Remember the boom years of the 1990’s, when our local economy clicked into overdrive and new residents flocked here for great jobs and the good life? Between 1990 and 1999, Washington’s population increased by over 21 percent, even as state and local taxes as a percentage of personal income swelled to a thirty-year high, peaking at 10.4 percent by mid-decade.
Since then, lawmakers and initiative writers have fed the public a steady stream of tax cuts and business exemptions, ultimately slashing state and local taxes below 8.9 percent of personal income by 2008, a thirty year low. And with revenues dropping faster than incomes as the Great Recession came on, and recovering slower than incomes in its aftermath, new data will surely show our state and local tax “burden” dropping yet a couple tenths of a percent further over the past two years.
For much of the past decade, both tax revenues and our economy were propped up by the real estate bubble, but with that fantasy having popped, Boeing moving production out of state, the Microsoft dynamo reaching maturity, and population growth dramatically slowing, the bill for the past fifteen years of public pandering and disinvestment is finally coming due. Our current level of taxation, and the manner in which its burden is distributed, is simply insufficient to sustain a level of essential services and public investment necessary to maintain our quality of life and assure economic growth.
No state relies more on the sales tax than Washington, which at over 62 percent of total revenues tops out at nearly twice the national average. But the sale of goods as a percentage of the total economy has been steadily shrinking for the past half century, requiring a series of sales tax rate increases just to keep revenues in pace with growth in demand for public services and investment… a demand that closely tracks growth in the economy as a whole.

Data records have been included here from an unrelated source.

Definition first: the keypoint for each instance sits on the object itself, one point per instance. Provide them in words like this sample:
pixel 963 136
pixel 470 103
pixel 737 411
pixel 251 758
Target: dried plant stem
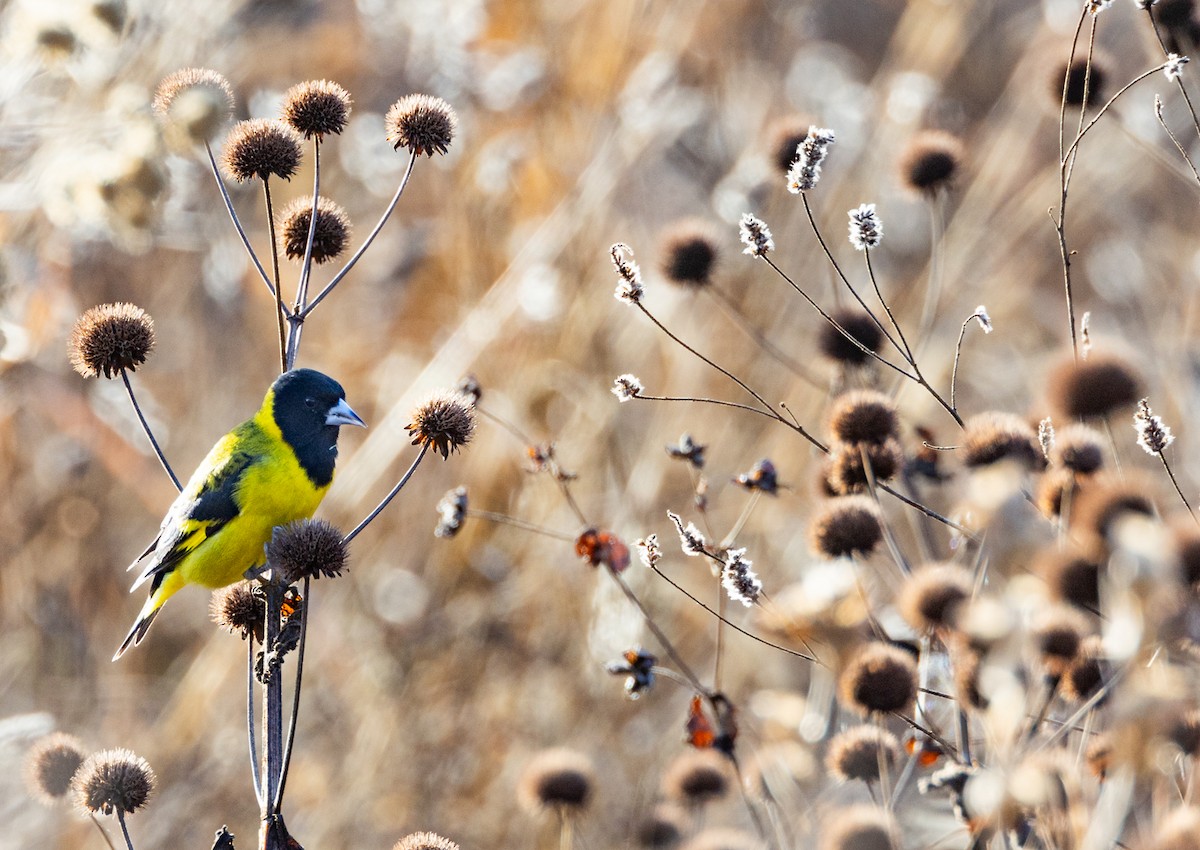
pixel 145 426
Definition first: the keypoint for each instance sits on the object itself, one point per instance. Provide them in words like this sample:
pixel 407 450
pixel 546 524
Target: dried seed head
pixel 239 609
pixel 51 764
pixel 425 840
pixel 330 237
pixel 423 124
pixel 689 253
pixel 855 753
pixel 861 327
pixel 445 423
pixel 880 678
pixel 863 417
pixel 933 594
pixel 111 337
pixel 996 436
pixel 1096 387
pixel 930 161
pixel 113 780
pixel 261 148
pixel 697 777
pixel 317 107
pixel 557 780
pixel 307 549
pixel 846 526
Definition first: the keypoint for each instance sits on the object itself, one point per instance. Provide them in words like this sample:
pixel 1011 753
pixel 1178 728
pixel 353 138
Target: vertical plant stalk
pixel 145 426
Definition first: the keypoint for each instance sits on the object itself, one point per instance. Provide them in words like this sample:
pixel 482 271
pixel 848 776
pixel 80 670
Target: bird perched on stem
pixel 269 471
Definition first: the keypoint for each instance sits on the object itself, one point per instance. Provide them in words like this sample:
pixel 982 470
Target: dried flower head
pixel 421 124
pixel 451 513
pixel 240 609
pixel 557 780
pixel 865 228
pixel 689 253
pixel 444 423
pixel 697 777
pixel 995 436
pixel 1096 387
pixel 755 235
pixel 317 107
pixel 51 764
pixel 933 594
pixel 330 237
pixel 306 549
pixel 930 161
pixel 261 148
pixel 846 526
pixel 856 753
pixel 113 780
pixel 880 678
pixel 111 337
pixel 627 387
pixel 861 327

What this describes is a structural revenue deficit that barring a broadening of the tax base or a steady increase in rates, assures that state and local government as a percentage of our economy will continue to shrink, and with it, its ability to provide the services and investments we want and need. Health care inflation, economic booms and busts and other cyclical factors can merely delay or accelerate the inevitable.
The math is undeniable.
I’ve said it before, and I’ll say it again: there is a legitimate debate to be had over the proper size and scope of government… but we’re not having it. Instead, even as we continue to elect Democratic majorities, we’re getting the Republican agenda by default. And unless Democrats start providing a little leadership and confronting voters with the hard truth that in government like everything else, you get what you pay for, our state is going to increasingly look less like the Washington of the 1990’s, and more like the Arizona of today… only without all the sunshine and warm weather.